Elsevier

Signal Processing

Volume 116, November 2015, Pages 13-28
Signal Processing

Multivariate time-series analysis and diffusion maps

https://doi.org/10.1016/j.sigpro.2015.04.003Get rights and content

Author-Highlights

  • We build a class of Bayesian models to learn the evolving statistics of time series.

  • We construct diffusion maps based on the time-evolving distributional information.

  • The proposed method recovers the underlying process controlling the time series.

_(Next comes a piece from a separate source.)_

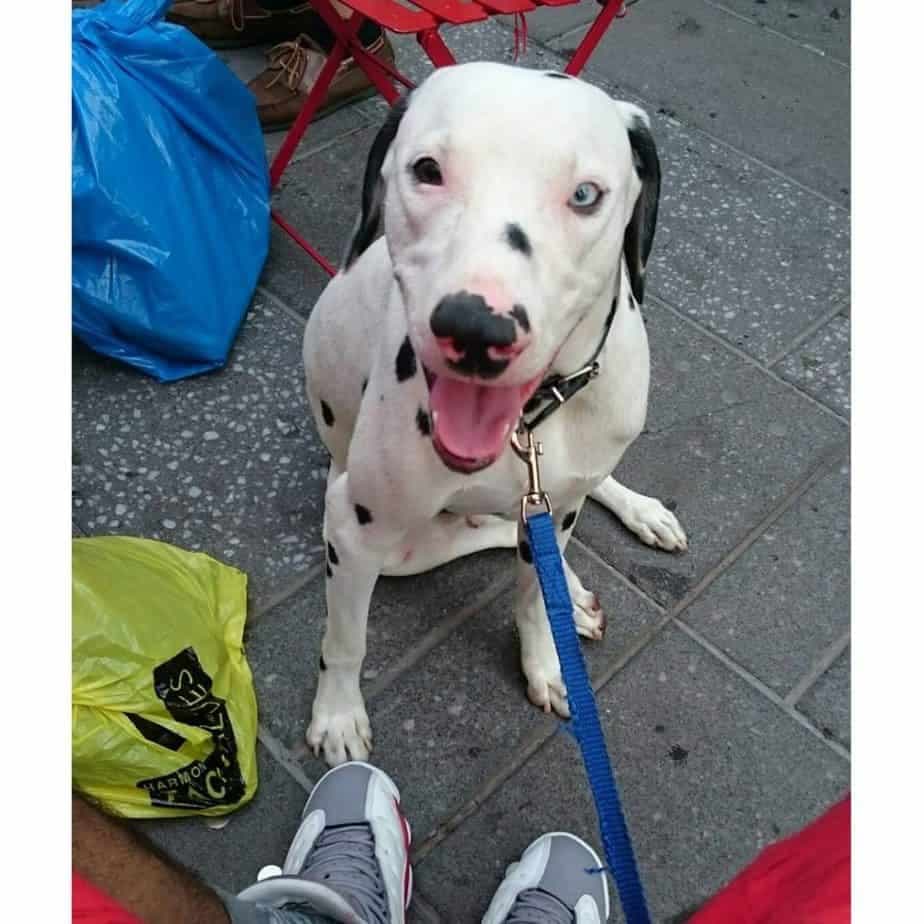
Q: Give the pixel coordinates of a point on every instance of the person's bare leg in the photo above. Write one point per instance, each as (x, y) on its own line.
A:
(115, 859)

  • The proposed framework is applied to the analysis of music and icEEG recordings.

Abstract

Dimensionality reduction in multivariate time series analysis has broad applications, ranging from financial data analysis to biomedical research. However, high levels of ambient noise and various interferences result in nonstationary signals, which may lead to inefficient performance of conventional methods. In this paper, we propose a nonlinear dimensionality reduction framework using diffusion maps on a learned statistical manifold, which gives rise to the construction of a low-dimensional representation of the high-dimensional nonstationary time series. We show that diffusion maps, with affinity kernels based on the Kullback–Leibler divergence between the local statistics of samples, allow for efficient approximation of pairwise geodesic distances. To construct the statistical manifold, we estimate time-evolving parametric distributions by designing a family of Bayesian generative models. The proposed framework can be applied to problems in which the time-evolving distributions (of temporally localized data), rather than the samples themselves, are driven by a low-dimensional underlying process. We provide efficient parameter estimation and dimensionality reduction methodologies, and apply them to two applications: music analysis and epileptic-seizure prediction.

Introduction

In the study of high-dimensional data, it is often of interest to embed the high-dimensional observations in a low-dimensional space, where hidden parameters may be discovered, noise suppressed, and interesting and significant structures revealed. Due to high dimensionality and nonlinearity in many real-world applications, nonlinear dimensionality reduction techniques have become increasingly popular [1], [2], [3]. These manifold-learning algorithms build data-driven models, organizing data samples according to local affinities on a low-dimensional manifold. Such methods have broad applications to, for example, analysis of financial data, computer vision, hyperspectral imaging, and biomedical engineering [4], [5], [6].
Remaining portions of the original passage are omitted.